Climate Home News | 9 September 2020

Fracking company sues Slovenia over ‘unreasonable’ environmental protections

By Joe Lo

A British oil and gas company is suing the Slovenian government for making them do an environmental impact study before fracking near a water source.

In a letter to the Slovenian government, the company’s lawyers described the government’s actions as “arbitrary and unreasonable”. Environmentalists said it was the company whose behaviour was “outrageous”.

Friends of the Earth Slovenia accused Ascent of endangering the country’s drinking water supply and urged the new Slovenian government not to bow to pressure.

Paul de Clerck, economic justice coordinator for Friends of the Earth Europe, said: “It’s a scandal that, amid a climate and environmental emergency, a country like Slovenia can be sued for doing the right thing, protecting its water and environment from destructive fracking.”

London-based Ascent Resources is taking legal action using the UK-Slovenia bilateral investment treaty and the controversial multilateral Energy Charter Treaty (ECT), which the UK and Slovenia have both signed up to.

The ECT has previously been used by a German energy company to fight the Dutch government over coal phaseout plans and by a Swedish company to sue the German state over its policies against nuclear and coal power.

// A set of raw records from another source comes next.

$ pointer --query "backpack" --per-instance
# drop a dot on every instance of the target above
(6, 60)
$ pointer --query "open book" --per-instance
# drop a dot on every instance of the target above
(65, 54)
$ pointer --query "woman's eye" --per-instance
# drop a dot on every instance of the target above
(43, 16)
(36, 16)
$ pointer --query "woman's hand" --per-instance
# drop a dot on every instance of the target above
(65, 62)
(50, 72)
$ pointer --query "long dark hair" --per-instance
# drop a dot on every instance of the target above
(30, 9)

In 2007, Ascent entered a joint venture with a state-owned Slovenian company called Geonergo to extract gas from Petišovci in eastern Slovenia and sell it to Croatian company INA. It says it has since invested €50m (US$59m) in the project.

In 2017, the company decided it needed to inject water underground to stimulate gas flow, known as fracking, and applied for government permission. Ascent’s lawyers say that they did not need to apply for this but Geonergo did so anyway “in an abundance of caution”.

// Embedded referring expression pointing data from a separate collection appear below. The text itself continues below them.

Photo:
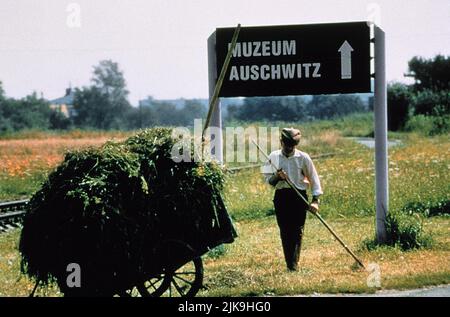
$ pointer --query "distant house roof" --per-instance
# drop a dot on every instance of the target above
(66, 100)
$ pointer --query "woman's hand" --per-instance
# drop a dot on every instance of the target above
(314, 207)
(281, 175)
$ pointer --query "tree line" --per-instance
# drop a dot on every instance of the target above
(104, 104)
(424, 105)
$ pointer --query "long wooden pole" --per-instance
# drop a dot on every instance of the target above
(218, 86)
(314, 213)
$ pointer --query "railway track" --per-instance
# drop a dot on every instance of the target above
(12, 213)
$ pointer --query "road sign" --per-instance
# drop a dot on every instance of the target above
(294, 59)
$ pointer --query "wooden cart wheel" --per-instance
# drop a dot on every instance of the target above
(187, 280)
(184, 281)
(155, 286)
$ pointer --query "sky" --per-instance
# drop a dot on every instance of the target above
(160, 45)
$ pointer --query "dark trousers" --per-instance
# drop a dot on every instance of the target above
(290, 211)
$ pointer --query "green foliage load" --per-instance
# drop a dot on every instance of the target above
(111, 210)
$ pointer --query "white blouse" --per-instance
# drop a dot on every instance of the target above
(299, 168)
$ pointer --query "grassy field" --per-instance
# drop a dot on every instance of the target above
(253, 264)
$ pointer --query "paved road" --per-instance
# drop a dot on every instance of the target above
(435, 291)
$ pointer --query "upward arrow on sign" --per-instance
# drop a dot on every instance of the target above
(346, 60)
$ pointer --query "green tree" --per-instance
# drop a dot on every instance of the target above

In March 2019, the Slovenian Environment Agency (ARSO) ruled that the company must conduct an environmental impact assesment because the site is close to water sources.

Ascent’s lawyers said this decision went against expert opinions from several other government bodies and was “manifestly arbitrary and unreasonable”. They add that the Minister of the Environment and Spatial Planning’s public criticism of the company and leaks from ARSO to the press show that ARSO was “biased” and its decision was “politically motivated”.

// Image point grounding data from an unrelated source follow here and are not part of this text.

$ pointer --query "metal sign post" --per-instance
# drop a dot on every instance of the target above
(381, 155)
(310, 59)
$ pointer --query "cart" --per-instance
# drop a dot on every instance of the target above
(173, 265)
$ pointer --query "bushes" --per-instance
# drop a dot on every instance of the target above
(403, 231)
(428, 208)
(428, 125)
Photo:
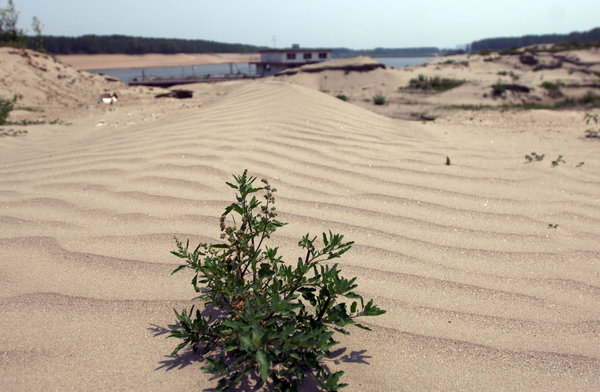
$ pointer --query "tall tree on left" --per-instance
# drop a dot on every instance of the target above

Geonergo challenged ARSO’s decision but, in May 2020, the Slovenian court ruled against the firms. In July, Ascent’s London lawyers told Slovenia they were taking legal action.

Lidija Živčič, from Friends of the Earth Slovenia, told Climate Home News she feared the Slovenian government elected in March 2020 would reverse the previous government’s opposition to fracking.

The previous government, led by Marjan Šarec, had been preparing a law which would ban fracking. It was voted out before the law could pass and, Živčič said, Janez Janša’s new government seems much more in favour of fracking.

If fracking went ahead in Petišovci, Živčič said, the nearby sources of drinking water and thermal waters could be affected by the fracking chemicals. In other countries, poorly-built shallow fracking wells have injected gas into underground freshwater aquifers.

Fracking could also damage nearby ecosystems and would contribute to global climate change, Živčič said. The site is near the borders of Hungary and Croatia.

Friends of the Earth has brought attention to the case at the same time as members of the ECT are negotiating ‘modernisation’ of the treaty, which dates from the early 1990s.

The European Union wants to improve governments’ ‘right to regulate’ on climate change without facing legal action under ECT but nations like Japan and Kazakhstan are resisting reform.

Luxembourg’s energy minister has said his nation and others could leave the ECT if its environmental protections are not improved. Russia and Italy have already left the treaty after it was used to sue them.

An Australian mining company called Prairie Mining also announced ECT legal action this week. It says the Polish government has unfairly damaged its coal mining prospects by not renewing one of its concessions and granting part of another to a rival firm.